Turkish academic (1898–1972)

Sıddık Sami Onar (November 11, 1897 – August 9, 1972) was a Turkish academic specialized in administrative law at the Istanbul University.

==Life==
He was born in Istanbul to Melekper and Abdullah Sami. After graduating from Vefa High School, he studied in the faculty of law in Istanbul University (then known as Darülfünun) . In 1925 he was appointed as a civil court judge in Istanbul. He also served as a part-time instructor in various schools. In 1933, he was appointed as the professor of administrative law. Next year he became the distinguished professor and the dean of the faculty. In 1946 the elected rectors system in Turkish Universities was adopted and Onar was elected as the first elected rector of the Istanbul University. With some pauses he kept this post till 1963.

==In April 28 demonstrations==

In 1960, shortly before the 1960 Turkish coup d'etat Sıddık Sami Onar was the rector of Istanbul University. On April 28 the students protested Committee of Inquest, a new super-power committee established by the Democrat Party (DP) government. The police entered the university campus to arrest the students and Onar objected police operation, noting the autonomous status of the university.
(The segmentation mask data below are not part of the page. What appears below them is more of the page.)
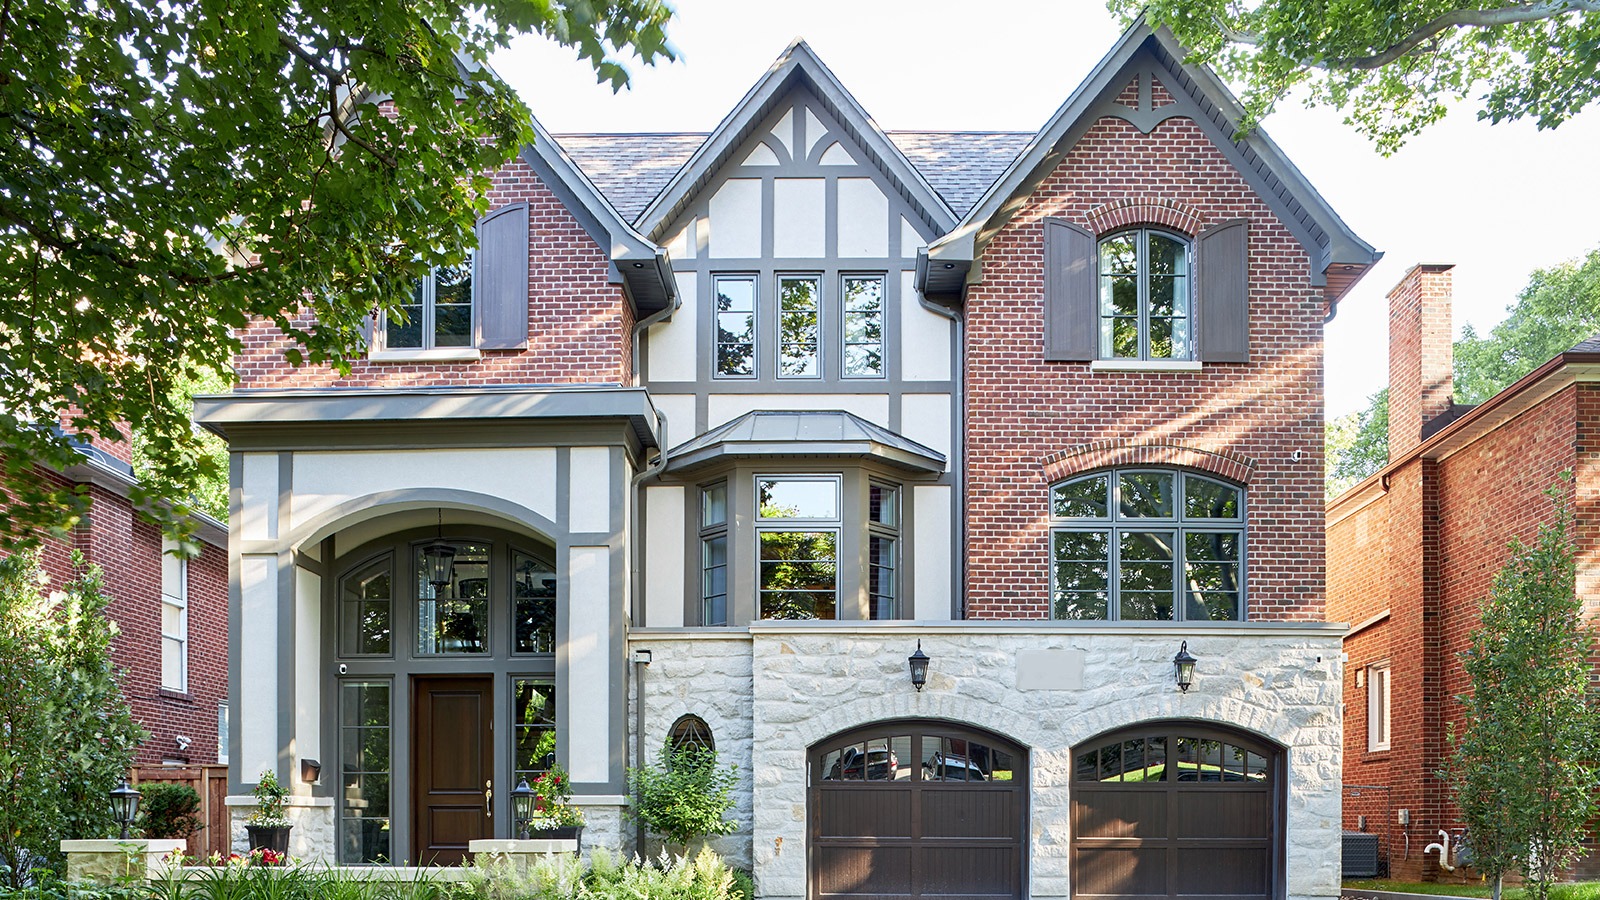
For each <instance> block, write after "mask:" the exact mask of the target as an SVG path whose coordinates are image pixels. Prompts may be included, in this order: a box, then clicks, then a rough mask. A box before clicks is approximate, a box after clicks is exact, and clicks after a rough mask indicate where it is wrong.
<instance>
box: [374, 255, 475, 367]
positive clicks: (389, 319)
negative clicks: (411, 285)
mask: <svg viewBox="0 0 1600 900" xmlns="http://www.w3.org/2000/svg"><path fill="white" fill-rule="evenodd" d="M472 259H474V253H472V251H467V258H466V259H464V261H462V263H459V264H456V266H438V267H435V269H434V271H432V272H430V274H429V275H427V277H424V279H422V280H419V282H418V283H416V287H414V288H411V296H410V298H408V303H405V304H402V306H400V311H402V312H403V315H387V317H386V322H384V349H390V351H406V349H411V351H432V349H448V348H470V346H472V335H474V331H472V325H474V322H472Z"/></svg>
Although he spoke to Namık Gedik, the minister of Interior the police continued the operations and during the demonstrations he was wounded on the head. He was also dragged along by the police.

==After the coup==
Following the 1960 coup Professor Onar was appointed as the head of the Science Commmitte by the military rule to prepare the new constitution. However, later the committee was abolished . On October 28, 1960, when the military rule forced 147 academics to retire, Onar resigned from his post in the university to protest the operation. But soon the military rule convinced him to return to his former position.